Deux semaines plus tard, les Duval étaient en route pour leur nouvelle vie, un désodorisant en forme de citron pendant au rétroviseur intérieur.

Alexia avait fini par céder. Elle était à présent dans la voiture, à l’avant côté passager et regardait d’un air morose les paysages défiler par la fenêtre, sa musique dans les oreilles, et ses cheveux roux volant légèrement au gré de la brise marine qui leur parvenait dans l’habitacle.

Après six heures de route, père et fille s’enfonçaient dans les ruelles en pente de Douarnenez.

Cela devenait de plus en plus concret. D’après le GPS, ils seraient dans leur nouvelle maison d’ici une vingtaine de minutes.

Ils s’engageaient dans la rue quand un jeune homme traversa juste devant eux, les obligeant à piler.

Alexia jura, bien plus terrifiée qu’en colère.

-Je suis désolé, dit l’adolescent.

Il avait les cheveux mi-longs blonds mouillés par un ou plusieurs bains dans l’eau de mer.

Probablement forcés par quelques chutes de sa planche de surf.

-C’est rien, fit Joël. Fais attention la prochaine fois. Ça va, Alex ?

-… Ce n’est pas « rien »… On aurait pu le percuter. Ils sont si peu nombreux dans ce bled paumé ?

Et c’était reparti : Alexia en voulait à nouveau à la Terre entière.

Si elle parut se calmer ce soir-là, ce fut uniquement par tristesse d’avoir quitté la Normandie. D’ailleurs, elle ne resta pas au dîner que les Tevenn (ses nouveaux voisins) avaient organisé pour leur arrivée.

Chapitre 2 : Un drame qui en rappelle un autre by Alrescha
Pendant deux mois, Alexia subit son déménagement en Bretagne. Tout lui semblait insupportable, y compris la gentillesse du fils des Tevenn : Delphin, qui avait le même âge qu’elle. Ce ne fut pas faute de lui proposer de sortir et visiter la ville. Alexia refusa chacune des propositions, se contentant parfois de ne pas ouvrir la porte pour éviter une énième proposition.

Même la rentrée scolaire n’emballait la jeune normande.

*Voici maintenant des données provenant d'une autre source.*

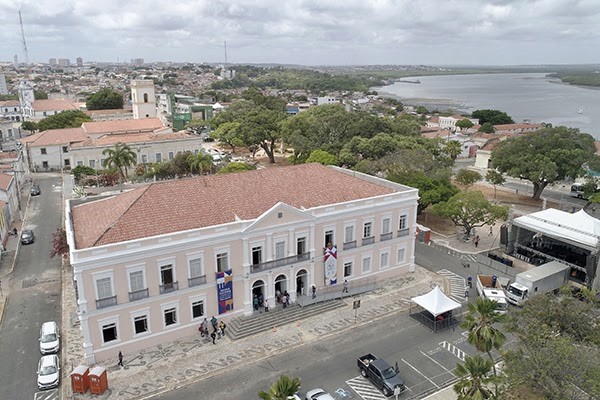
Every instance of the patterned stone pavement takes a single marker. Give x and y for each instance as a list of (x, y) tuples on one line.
[(172, 365)]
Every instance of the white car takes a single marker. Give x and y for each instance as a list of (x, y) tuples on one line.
[(48, 372), (318, 394)]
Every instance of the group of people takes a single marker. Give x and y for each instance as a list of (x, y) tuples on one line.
[(217, 326)]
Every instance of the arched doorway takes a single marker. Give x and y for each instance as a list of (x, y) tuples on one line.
[(258, 293), (301, 282)]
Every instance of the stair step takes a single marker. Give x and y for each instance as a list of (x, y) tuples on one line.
[(245, 326)]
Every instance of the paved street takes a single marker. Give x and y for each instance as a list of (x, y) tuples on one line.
[(33, 296)]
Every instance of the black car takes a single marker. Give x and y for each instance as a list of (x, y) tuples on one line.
[(27, 236)]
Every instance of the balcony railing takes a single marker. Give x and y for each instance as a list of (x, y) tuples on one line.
[(385, 236), (403, 232), (168, 287), (350, 245), (138, 294), (279, 262), (197, 280), (367, 241), (106, 302)]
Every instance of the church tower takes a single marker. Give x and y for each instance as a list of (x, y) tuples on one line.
[(143, 99)]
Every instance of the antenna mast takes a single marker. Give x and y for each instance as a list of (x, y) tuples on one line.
[(23, 40)]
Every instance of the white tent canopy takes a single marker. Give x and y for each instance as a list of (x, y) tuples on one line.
[(436, 302)]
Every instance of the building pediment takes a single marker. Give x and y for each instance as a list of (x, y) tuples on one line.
[(280, 214)]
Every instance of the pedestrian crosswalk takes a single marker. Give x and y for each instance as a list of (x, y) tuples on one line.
[(365, 389), (457, 285)]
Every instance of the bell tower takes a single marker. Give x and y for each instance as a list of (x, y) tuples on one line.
[(143, 98)]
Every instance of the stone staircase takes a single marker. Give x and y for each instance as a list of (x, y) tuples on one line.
[(249, 325)]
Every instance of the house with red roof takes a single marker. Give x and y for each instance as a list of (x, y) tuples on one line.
[(151, 263)]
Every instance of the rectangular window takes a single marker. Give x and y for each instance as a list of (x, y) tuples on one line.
[(347, 269), (256, 255), (141, 324), (109, 332), (104, 288), (368, 230), (197, 309), (366, 264), (136, 280), (170, 316), (222, 262)]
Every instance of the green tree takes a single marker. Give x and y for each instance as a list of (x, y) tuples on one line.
[(283, 388), (235, 167), (470, 209), (474, 379), (105, 99), (487, 127), (466, 177), (65, 119), (464, 123), (546, 156), (121, 158), (494, 117), (495, 178)]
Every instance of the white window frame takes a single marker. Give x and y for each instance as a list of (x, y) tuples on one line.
[(168, 306), (102, 275), (136, 268), (108, 321), (140, 313)]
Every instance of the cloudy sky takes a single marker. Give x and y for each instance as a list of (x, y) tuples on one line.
[(309, 32)]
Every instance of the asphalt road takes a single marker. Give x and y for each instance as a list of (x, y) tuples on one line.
[(34, 296)]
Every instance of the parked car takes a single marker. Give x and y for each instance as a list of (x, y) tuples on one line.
[(27, 236), (48, 372), (318, 394), (49, 338)]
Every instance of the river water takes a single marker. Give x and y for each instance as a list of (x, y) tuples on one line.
[(525, 96)]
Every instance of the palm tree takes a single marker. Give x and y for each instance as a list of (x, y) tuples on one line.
[(121, 157), (474, 379), (479, 322), (200, 162), (282, 389)]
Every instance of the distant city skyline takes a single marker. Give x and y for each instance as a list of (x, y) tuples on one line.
[(310, 32)]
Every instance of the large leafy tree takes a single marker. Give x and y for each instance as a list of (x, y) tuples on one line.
[(65, 119), (470, 209), (121, 157), (282, 389), (105, 99), (546, 156)]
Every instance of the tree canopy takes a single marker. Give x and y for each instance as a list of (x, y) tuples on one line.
[(105, 99), (65, 119), (546, 156)]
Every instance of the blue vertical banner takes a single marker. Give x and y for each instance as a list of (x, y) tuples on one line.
[(225, 291)]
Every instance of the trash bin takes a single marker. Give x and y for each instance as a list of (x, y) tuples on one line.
[(80, 380), (98, 380)]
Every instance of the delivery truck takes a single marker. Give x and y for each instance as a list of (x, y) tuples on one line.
[(543, 279), (488, 286)]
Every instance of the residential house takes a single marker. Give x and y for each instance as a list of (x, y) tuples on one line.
[(151, 263)]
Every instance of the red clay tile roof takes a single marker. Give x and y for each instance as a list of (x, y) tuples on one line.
[(55, 137), (180, 205), (132, 138), (53, 105), (122, 126)]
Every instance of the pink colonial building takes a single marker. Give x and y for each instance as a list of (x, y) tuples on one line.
[(151, 263)]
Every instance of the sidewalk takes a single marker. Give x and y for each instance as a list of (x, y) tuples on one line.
[(172, 365)]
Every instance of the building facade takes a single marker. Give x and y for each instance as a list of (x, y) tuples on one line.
[(150, 264)]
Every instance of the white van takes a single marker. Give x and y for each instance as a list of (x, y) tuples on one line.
[(49, 338)]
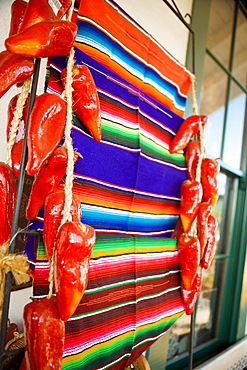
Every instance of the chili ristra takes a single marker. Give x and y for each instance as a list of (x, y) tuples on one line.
[(16, 151), (191, 193), (43, 39), (188, 258), (190, 296), (45, 131), (44, 335), (13, 69), (54, 205), (209, 171), (85, 99), (47, 181), (189, 127), (7, 199)]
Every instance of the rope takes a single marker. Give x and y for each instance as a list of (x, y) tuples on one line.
[(21, 100), (14, 263), (51, 277), (16, 337), (70, 151), (195, 111), (68, 141)]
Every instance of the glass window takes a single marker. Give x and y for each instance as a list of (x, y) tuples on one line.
[(220, 29), (240, 51), (213, 99), (207, 313), (234, 127)]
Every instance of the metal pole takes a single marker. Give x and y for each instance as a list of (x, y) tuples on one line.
[(14, 230), (191, 340)]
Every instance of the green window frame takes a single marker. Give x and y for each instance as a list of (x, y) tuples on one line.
[(230, 323)]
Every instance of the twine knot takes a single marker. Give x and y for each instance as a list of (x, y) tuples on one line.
[(14, 263)]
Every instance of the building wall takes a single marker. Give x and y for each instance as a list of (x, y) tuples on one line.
[(156, 18)]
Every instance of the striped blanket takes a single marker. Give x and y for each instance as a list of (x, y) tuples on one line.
[(129, 190)]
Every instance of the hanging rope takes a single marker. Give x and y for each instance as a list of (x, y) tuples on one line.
[(21, 100), (14, 263), (195, 111)]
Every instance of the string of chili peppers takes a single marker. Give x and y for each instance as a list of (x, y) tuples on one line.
[(67, 216), (196, 225), (16, 263)]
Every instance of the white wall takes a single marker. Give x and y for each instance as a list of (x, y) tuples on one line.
[(156, 18)]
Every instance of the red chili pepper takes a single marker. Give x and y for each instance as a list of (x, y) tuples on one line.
[(211, 244), (190, 296), (54, 205), (13, 69), (85, 99), (44, 335), (73, 248), (178, 230), (188, 128), (188, 258), (209, 171), (23, 365), (43, 39), (47, 180), (37, 11), (16, 152), (11, 329), (192, 156), (46, 128), (7, 199), (18, 9), (191, 193), (65, 5), (204, 212)]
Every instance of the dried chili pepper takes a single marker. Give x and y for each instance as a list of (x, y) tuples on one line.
[(13, 69), (190, 296), (44, 334), (64, 8), (43, 39), (191, 193), (46, 128), (178, 230), (54, 205), (188, 258), (204, 212), (16, 151), (192, 156), (73, 248), (23, 365), (37, 11), (18, 9), (211, 244), (47, 180), (189, 127), (209, 171), (7, 199), (85, 99), (11, 329)]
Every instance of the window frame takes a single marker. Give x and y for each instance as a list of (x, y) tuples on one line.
[(234, 314)]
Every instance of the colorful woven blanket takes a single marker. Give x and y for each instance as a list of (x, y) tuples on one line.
[(129, 190)]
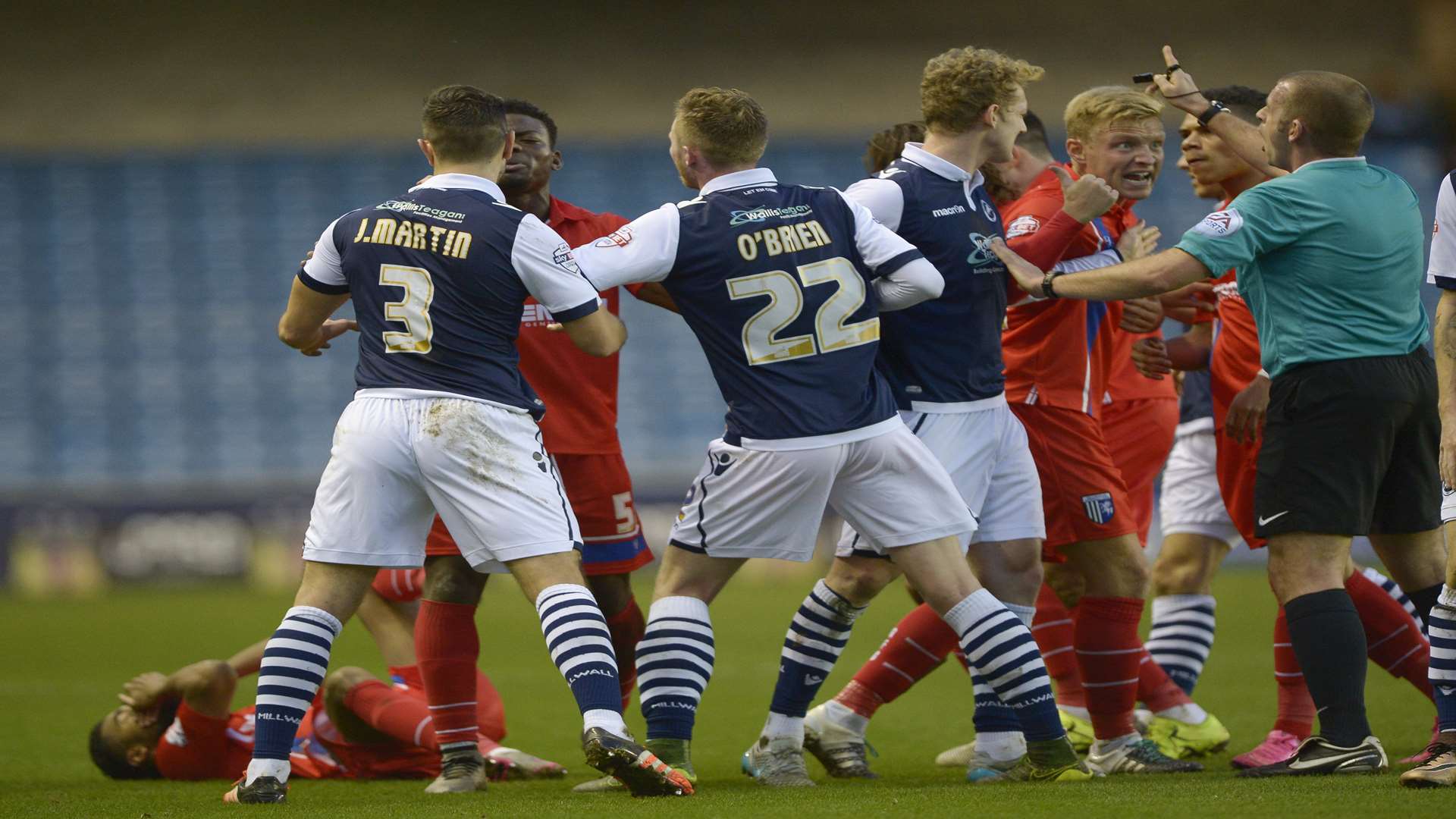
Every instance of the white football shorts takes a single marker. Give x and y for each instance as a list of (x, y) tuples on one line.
[(398, 461), (1191, 502), (986, 453), (750, 503)]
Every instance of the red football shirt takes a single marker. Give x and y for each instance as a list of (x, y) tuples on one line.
[(1059, 352), (580, 391)]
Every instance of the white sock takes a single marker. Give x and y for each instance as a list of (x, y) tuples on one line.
[(1106, 745), (845, 717), (1002, 746), (603, 719), (1190, 713), (1079, 711), (778, 726), (275, 768)]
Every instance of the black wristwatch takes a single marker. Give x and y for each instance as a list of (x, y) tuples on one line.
[(1046, 284), (1215, 108)]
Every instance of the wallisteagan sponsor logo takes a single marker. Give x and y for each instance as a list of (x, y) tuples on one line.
[(421, 210), (766, 213)]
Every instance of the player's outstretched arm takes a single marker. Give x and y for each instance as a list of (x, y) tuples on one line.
[(306, 324), (598, 334), (1183, 93), (1446, 378), (206, 687), (1150, 276)]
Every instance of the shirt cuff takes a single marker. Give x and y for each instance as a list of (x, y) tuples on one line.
[(580, 311), (896, 262), (319, 286)]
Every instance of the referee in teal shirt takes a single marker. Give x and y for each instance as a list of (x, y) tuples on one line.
[(1329, 256)]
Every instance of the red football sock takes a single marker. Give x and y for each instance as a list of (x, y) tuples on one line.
[(392, 713), (915, 648), (626, 629), (1052, 629), (1109, 654), (1155, 689), (1296, 708), (447, 649), (1392, 639)]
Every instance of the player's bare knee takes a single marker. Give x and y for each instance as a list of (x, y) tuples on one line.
[(859, 579), (338, 684), (449, 579)]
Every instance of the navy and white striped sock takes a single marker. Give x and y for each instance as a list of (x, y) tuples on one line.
[(1001, 649), (817, 635), (995, 722), (580, 645), (1181, 635), (674, 664), (1394, 589), (294, 662), (1440, 627)]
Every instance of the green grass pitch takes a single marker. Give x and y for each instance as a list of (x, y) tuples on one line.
[(66, 659)]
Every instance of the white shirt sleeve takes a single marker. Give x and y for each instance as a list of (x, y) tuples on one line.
[(1443, 240), (549, 271), (1101, 259), (877, 243), (325, 267), (642, 249), (884, 199), (913, 283)]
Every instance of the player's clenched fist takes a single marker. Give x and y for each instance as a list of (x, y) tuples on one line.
[(1085, 197)]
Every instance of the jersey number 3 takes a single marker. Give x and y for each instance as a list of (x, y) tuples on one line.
[(413, 311), (761, 334)]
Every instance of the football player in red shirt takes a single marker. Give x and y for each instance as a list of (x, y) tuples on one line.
[(580, 431), (180, 726), (1057, 372), (1239, 398)]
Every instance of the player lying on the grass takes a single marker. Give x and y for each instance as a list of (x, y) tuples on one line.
[(1183, 626), (1341, 331), (182, 726), (444, 423), (944, 366), (811, 425)]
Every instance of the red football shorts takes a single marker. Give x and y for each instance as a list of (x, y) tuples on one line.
[(1237, 466), (601, 491), (1082, 493), (1141, 433)]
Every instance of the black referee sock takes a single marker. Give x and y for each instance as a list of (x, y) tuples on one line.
[(1331, 648), (1424, 601)]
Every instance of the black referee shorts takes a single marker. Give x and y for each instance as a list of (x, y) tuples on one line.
[(1350, 447)]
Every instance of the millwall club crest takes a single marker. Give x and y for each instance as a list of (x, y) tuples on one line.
[(1098, 507)]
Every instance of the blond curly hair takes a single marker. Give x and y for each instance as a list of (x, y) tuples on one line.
[(960, 85), (1104, 105), (726, 124)]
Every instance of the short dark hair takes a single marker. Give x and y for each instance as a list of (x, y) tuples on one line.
[(463, 123), (1034, 140), (114, 764), (1242, 101), (525, 108), (1335, 110), (726, 124), (886, 146)]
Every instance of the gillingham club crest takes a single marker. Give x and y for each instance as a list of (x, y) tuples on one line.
[(1098, 507)]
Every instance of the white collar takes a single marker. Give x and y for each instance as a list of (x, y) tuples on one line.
[(916, 153), (739, 180), (1329, 159), (471, 181)]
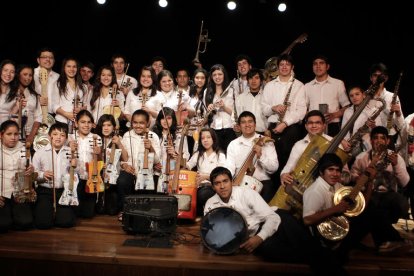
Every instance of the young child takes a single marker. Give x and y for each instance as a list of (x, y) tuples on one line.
[(135, 144), (82, 140), (106, 129), (52, 164), (12, 214), (166, 125), (206, 159)]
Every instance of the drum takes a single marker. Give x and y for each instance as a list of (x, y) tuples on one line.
[(223, 230)]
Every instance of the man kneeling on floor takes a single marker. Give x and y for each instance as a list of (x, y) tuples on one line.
[(275, 236)]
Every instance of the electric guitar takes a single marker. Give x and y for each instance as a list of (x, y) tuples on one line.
[(94, 184), (145, 177), (70, 184)]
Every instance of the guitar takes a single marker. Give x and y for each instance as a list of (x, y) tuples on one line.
[(113, 110), (145, 177), (183, 184), (271, 70), (113, 156), (41, 138), (70, 184), (290, 197), (23, 185), (94, 184), (244, 175)]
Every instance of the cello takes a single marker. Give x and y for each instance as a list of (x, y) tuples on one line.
[(94, 184)]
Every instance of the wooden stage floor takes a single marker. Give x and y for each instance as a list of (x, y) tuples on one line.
[(95, 247)]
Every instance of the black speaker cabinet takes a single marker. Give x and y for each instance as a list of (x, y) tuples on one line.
[(145, 214)]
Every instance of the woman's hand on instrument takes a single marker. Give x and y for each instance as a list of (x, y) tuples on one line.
[(251, 244), (48, 175), (286, 179), (29, 170), (43, 101), (115, 102), (128, 168)]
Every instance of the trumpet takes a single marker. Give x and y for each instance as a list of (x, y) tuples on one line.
[(202, 38)]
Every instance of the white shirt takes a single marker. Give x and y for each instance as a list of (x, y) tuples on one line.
[(252, 207), (42, 161), (32, 111), (330, 91), (274, 93), (66, 102), (10, 163), (134, 145), (318, 196), (105, 102), (51, 83), (238, 151), (248, 102), (207, 162), (5, 107), (222, 119)]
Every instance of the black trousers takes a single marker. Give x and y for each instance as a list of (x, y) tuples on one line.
[(44, 214), (87, 201), (292, 243), (108, 201), (18, 216)]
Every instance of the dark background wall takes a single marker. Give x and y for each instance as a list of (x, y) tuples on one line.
[(353, 34)]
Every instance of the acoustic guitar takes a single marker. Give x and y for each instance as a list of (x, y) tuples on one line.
[(244, 175), (183, 184), (94, 184), (145, 177), (24, 190)]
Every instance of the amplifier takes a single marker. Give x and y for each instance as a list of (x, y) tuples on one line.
[(145, 214)]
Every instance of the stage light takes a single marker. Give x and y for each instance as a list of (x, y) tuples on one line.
[(281, 7), (163, 3), (231, 5)]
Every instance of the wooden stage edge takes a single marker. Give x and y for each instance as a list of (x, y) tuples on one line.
[(95, 247)]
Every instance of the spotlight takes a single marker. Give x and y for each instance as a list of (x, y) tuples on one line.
[(231, 5), (282, 7), (163, 3)]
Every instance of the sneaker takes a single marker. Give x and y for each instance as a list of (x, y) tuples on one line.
[(394, 246)]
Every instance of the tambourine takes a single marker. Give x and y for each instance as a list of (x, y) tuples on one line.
[(223, 230)]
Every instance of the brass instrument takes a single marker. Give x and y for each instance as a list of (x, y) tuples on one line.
[(410, 144), (356, 139), (41, 139), (390, 125), (271, 70), (306, 167), (113, 110), (337, 227), (202, 38)]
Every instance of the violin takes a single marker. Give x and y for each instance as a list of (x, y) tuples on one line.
[(94, 184), (70, 183)]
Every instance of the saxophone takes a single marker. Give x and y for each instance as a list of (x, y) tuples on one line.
[(356, 139), (286, 103), (390, 126), (410, 144)]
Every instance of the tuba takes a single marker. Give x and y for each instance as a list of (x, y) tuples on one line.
[(202, 38)]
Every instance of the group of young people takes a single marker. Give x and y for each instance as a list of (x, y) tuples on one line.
[(119, 135)]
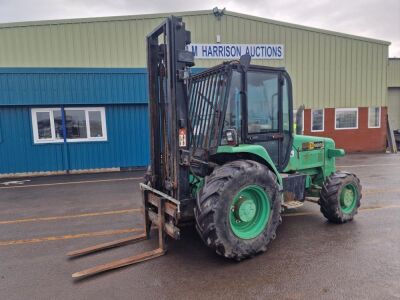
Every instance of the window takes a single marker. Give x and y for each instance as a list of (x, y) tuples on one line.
[(374, 117), (81, 125), (346, 118), (262, 102), (317, 120), (295, 119)]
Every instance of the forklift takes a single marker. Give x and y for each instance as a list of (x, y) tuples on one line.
[(224, 156)]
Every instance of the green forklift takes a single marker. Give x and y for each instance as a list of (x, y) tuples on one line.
[(225, 157)]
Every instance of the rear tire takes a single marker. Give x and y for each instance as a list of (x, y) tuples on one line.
[(238, 209), (340, 197)]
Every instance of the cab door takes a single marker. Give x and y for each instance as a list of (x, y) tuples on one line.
[(268, 113)]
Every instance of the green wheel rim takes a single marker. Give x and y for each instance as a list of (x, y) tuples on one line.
[(250, 211), (348, 198)]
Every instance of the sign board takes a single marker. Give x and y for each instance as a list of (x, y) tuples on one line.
[(234, 51)]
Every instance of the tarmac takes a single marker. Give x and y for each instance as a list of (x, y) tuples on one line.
[(43, 218)]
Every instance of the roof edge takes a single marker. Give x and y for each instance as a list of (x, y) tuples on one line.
[(189, 13)]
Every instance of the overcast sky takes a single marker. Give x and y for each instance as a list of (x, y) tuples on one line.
[(378, 19)]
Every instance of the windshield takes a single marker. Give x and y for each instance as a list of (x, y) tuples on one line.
[(206, 99), (262, 102)]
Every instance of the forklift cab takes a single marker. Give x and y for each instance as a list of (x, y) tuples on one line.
[(259, 108)]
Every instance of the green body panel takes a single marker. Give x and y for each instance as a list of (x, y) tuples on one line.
[(252, 149), (317, 161)]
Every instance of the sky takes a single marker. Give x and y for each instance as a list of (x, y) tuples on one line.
[(379, 19)]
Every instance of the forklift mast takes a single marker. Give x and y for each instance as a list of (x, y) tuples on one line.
[(168, 62)]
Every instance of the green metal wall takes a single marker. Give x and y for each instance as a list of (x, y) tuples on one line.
[(328, 69), (394, 72), (394, 107)]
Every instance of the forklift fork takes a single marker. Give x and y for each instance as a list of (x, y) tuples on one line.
[(167, 210)]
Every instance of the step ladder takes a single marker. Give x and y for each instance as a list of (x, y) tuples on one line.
[(160, 210)]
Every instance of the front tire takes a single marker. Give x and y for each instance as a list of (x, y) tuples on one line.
[(340, 197), (238, 209)]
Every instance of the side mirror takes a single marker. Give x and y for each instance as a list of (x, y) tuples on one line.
[(299, 119), (245, 62), (231, 137)]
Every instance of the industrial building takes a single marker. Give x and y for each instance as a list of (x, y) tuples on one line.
[(73, 93)]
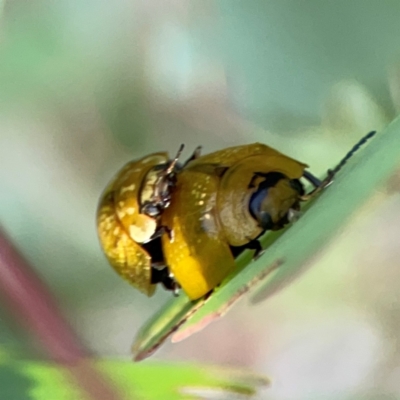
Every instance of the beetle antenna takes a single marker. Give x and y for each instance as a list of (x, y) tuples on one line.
[(175, 160), (320, 185), (350, 154)]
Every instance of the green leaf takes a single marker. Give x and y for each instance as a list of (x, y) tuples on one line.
[(40, 380), (289, 253)]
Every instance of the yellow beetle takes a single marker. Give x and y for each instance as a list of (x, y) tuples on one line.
[(182, 226), (128, 219), (223, 202)]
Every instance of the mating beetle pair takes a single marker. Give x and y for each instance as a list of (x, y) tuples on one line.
[(182, 225)]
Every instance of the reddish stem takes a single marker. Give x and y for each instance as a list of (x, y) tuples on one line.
[(34, 307)]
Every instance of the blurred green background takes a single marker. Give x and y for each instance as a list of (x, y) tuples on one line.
[(87, 85)]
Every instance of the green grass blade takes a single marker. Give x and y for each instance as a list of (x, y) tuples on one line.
[(30, 380), (289, 253)]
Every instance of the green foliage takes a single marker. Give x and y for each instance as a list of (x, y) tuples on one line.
[(23, 380), (289, 253)]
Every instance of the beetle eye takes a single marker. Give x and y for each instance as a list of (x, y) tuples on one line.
[(293, 215), (265, 220)]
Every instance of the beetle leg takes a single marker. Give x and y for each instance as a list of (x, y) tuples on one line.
[(160, 274), (312, 179), (255, 245)]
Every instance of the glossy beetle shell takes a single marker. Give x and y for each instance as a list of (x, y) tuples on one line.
[(122, 227), (199, 256), (209, 212)]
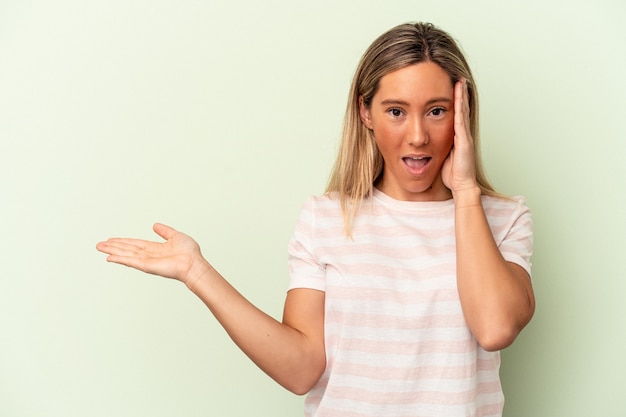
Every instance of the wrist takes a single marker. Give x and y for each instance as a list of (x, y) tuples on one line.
[(467, 197), (197, 272)]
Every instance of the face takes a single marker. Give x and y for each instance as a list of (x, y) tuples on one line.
[(412, 119)]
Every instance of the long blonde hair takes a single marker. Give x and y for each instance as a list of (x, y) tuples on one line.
[(359, 163)]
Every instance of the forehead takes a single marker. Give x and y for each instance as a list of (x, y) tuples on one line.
[(418, 81)]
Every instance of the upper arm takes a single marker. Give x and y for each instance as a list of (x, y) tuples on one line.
[(304, 311)]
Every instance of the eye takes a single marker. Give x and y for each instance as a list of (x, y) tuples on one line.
[(395, 112), (438, 111)]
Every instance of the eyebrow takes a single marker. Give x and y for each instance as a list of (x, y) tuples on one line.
[(405, 103)]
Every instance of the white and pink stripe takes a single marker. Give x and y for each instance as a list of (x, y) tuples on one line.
[(396, 340)]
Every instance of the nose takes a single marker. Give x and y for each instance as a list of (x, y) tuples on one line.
[(416, 134)]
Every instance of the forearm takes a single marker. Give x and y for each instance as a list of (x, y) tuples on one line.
[(495, 295), (293, 358)]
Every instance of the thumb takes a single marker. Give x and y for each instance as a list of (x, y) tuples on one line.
[(164, 231)]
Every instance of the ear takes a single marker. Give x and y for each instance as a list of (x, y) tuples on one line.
[(364, 111)]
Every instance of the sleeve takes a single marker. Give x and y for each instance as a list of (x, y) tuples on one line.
[(516, 242), (305, 270)]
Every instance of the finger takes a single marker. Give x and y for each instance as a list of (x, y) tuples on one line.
[(138, 243), (118, 247), (166, 232)]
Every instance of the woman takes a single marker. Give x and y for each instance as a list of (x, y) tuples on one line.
[(408, 275)]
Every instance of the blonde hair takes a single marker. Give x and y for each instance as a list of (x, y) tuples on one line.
[(359, 163)]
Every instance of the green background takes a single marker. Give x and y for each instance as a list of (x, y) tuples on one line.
[(220, 118)]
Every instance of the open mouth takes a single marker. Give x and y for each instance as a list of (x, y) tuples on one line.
[(416, 162)]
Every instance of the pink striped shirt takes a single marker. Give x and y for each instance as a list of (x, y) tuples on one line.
[(397, 343)]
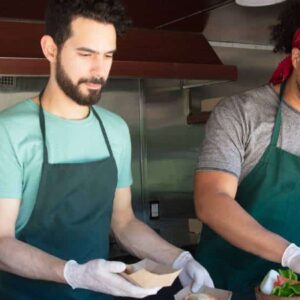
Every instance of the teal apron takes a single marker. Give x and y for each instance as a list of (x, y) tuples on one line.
[(71, 220), (269, 193)]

Elle aurait dû ravie, se dire que c’était l’opportunité idéale pour faire de nouveaux amis mais elle n’y parvint pas. Et voir le nom de son voisin dans la liste de ses camarades de classe n’améliora pas son humeur. Elle avait la désagréable impression qu’il la collait, la harcelait même. Dans la rue, dans le bus et maintenant dans la classe… C’en était trop pour elle.

Moins de deux semaines après la rentrée des classes, Alexia reprit connaissance au milieu des rochers. La transformation était de plus en plus intense. Il lui fallut plusieurs minutes pour reprendre ses esprits. Elle était sur le sable en maillot de bain jusque-là rien d’anormal. Elle se releva difficilement. Elle se sentait courbatue comme si on l’avait rouée de coups…

Elle jeta un rapide coup d’œil vers la plage à quelques centaines de mètres. Le pavillon vert flottait au vent. Pas de vagues ou très peu. Alors pourquoi avait-elle l’impression de s’être fait emportée par le courant ?

Son regard se porta sur l’eau. Un hoquet de terreur lui échappa lorsqu’elle vit une écume rougeâtre immerger ses pieds et y laisser une trace sanguinolente. Elle vérifia ses jambes en quête d’une blessure mais elle n’avait rien. Sa peau était intacte. Ce qui signifiait… ce qui signifiait que quelqu’un ou quelque chose était blessé tout près d’elle.

Un bruit mat la fit sursauter. Elle se retourna. Une planche de surf heurtait les rochers au gré des vagues. Il y avait quelqu’un d’autre dans le périmètre. Elle chercha plus attentivement, inquiète de ce qu’elle pourrait trouver. Et si l’autre personne était morte ?

Son souffle et son rythme cardiaque devinrent carrément irréguliers. Cela lui rappelait trop de mauvais souvenirs. Un en particulier : le suicide de sa mère. Elle s’était jetée du haut d’une falaise. Le sable blanc avait arboré une couleur rouge durant un temps qui lui avait paru infini.

Elle aperçut un bout de combinaison blanche et bleu clair à la surface pendant quelques secondes. Elle regarda à nouveau le poste de secours. Il était trop loin pour que le sauveteur ait vu quelque chose et intervienne rapidement.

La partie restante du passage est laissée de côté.